Though in many cases this kind of emulation happens more naturally during the global optimization phase of the compiler and is more efficient as there is opportunity for fusion into existing dispatches sometimes it's not possible to statically know at the time such phases operate whether the operations are required and this catches those cases.

Since it's often less efficient to materialize a builtin dispatch instead of having fused it with others or to have been able to make use of a pure transfer operation the materialization is seen as a pessimization that should be avoided. Generally builtins are only added to ensure correct execution and are not used to try to optimize the program.

`-iree-stream-materialize-copy-on-write`link

Materializes copy-on-write (🐄) behavior as explicit ops.

Materializes copy-on-write behavior in the program by analyzing usage of !stream.resource<*> types by stream ops. Prior to this pass resources are implicitly immutable and follow SSA semantics while after the pass any cases where such implicit behavior is assumed has been expanded into appropriate clones of the resources or rematerialization of source values.

As an example attempting to update the same immutable tensor will result in the original tensor being cloned such that each update sees a unique copy:

%init = stream.async.splat %c0
%fill0 = stream.async.fill %c123, %init[...] -> %init
%fill1 = stream.async.fill %c456, %init[...] -> %init
->
%init = stream.async.splat %c0
%clone0 = stream.async.clone %init
%fill0 = stream.async.fill %c123, %clone0[...] -> %clone0
%clone1 = stream.async.clone %init
%fill1 = stream.async.fill %c456, %clone1[...] -> %clone1

A subsequently run iree-stream-elide-async-copies pass can often elide or simplify some of the copies such as above where splatting and then cloning the splat twice is not required. The passes are split to allow for simple local analysis here and for the elision pass to catch input that may already have contained unneeded copies.

`-iree-stream-materialize-encodings`link

Materialize stream.tensor.encode ops to dispatches and executables.

Materializes uniqued executables for stream.tensor.encode ops and replaces them with dispatches to those executables.

`-iree-stream-pack-constants`link

Packs and allocates backing storage for fused constant resources.

Packs slices of stream.resource.constants ops and materializes operations to initialize them based on their contents. Embedded constants are turned into inline host buffers with operations that try to map them into device memory or perform device-accelerated file I/O asynchronously with other initialization code. Parameters are expanded based on the the device memory model to be loads (which may allow mapping memory on devices with unified memory) or gathers (that require allocation and staging on devices with discrete memory).

`-iree-stream-pack-dispatch-operands`link

Packs stream dispatch operands into i32 push constants.
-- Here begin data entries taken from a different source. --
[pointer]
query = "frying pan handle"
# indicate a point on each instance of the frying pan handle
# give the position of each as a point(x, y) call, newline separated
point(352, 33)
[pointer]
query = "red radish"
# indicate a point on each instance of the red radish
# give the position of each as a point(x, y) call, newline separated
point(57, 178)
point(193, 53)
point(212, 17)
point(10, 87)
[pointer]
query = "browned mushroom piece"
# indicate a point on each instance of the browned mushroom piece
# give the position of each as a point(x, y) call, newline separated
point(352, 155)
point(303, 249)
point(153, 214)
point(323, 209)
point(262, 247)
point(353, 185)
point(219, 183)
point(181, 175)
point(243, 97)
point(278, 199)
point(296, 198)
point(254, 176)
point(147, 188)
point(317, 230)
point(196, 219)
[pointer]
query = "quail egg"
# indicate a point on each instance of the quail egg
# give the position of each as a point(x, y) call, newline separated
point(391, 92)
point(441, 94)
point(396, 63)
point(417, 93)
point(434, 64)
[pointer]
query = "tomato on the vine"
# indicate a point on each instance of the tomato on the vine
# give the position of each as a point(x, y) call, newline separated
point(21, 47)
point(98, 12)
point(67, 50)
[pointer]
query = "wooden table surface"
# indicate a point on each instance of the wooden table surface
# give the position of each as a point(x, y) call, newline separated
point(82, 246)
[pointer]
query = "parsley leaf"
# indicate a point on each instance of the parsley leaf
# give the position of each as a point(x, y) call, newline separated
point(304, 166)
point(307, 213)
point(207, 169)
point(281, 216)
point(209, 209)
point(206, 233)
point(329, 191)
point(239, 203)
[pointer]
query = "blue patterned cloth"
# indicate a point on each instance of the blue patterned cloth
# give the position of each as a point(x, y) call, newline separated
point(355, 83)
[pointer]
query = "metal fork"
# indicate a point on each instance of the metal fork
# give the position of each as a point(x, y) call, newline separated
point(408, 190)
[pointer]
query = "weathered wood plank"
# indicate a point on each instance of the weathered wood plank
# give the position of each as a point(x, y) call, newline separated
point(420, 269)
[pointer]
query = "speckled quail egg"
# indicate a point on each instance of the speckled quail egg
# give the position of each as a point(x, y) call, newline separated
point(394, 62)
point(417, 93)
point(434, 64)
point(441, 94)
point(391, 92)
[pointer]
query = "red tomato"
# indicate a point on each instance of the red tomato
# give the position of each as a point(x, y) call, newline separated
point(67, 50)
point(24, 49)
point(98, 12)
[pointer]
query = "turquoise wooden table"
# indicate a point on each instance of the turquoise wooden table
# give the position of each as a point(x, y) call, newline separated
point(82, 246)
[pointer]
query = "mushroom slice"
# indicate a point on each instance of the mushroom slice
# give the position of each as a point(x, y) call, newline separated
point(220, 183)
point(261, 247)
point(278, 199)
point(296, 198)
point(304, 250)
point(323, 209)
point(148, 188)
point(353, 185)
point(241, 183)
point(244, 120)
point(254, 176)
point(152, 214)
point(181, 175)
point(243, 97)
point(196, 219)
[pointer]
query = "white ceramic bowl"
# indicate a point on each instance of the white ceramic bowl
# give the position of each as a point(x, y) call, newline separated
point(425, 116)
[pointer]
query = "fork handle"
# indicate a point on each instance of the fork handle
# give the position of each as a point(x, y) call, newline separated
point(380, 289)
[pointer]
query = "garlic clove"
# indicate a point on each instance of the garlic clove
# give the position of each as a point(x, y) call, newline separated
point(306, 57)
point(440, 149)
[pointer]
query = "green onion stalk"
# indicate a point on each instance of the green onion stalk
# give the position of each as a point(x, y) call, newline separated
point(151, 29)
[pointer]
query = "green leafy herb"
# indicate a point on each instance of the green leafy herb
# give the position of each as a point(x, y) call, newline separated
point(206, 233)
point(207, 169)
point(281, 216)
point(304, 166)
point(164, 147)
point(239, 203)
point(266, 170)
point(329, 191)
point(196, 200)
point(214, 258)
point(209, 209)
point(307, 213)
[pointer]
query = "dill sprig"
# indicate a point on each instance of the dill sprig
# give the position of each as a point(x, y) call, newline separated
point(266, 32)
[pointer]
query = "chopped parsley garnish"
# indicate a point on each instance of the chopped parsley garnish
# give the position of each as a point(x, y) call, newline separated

Packs dispatch operands (such as i2, i64, complex<f32>, etc) into the required i32 values on the dispatch ABI. May optimize multiple wider bit-width operands with known ranges or alignments into or across fewer operands to reduce the total operand count.

`-iree-stream-propagate-timepoints`link

Materializes timepoints and sinks them to consumers throughout the whole program.

Propagates !stream.timepoint values across the whole program in order to avoid host-device and device-device waits where possible without changing correct execution ordering. For example a host wait on a timepoint via a stream.timepoint.await op guarding a resource passed to a function call will be changed to pass the timepoint to the callee and have the wait occur in there thus allowing it to be chained with subsequent device operations that may consume the resource. Such propagation happens across global stores and loads, function calls, and control flow.

`-iree-stream-refine-usage`link

Refines resource usage bits and inserts transfers where appropriate.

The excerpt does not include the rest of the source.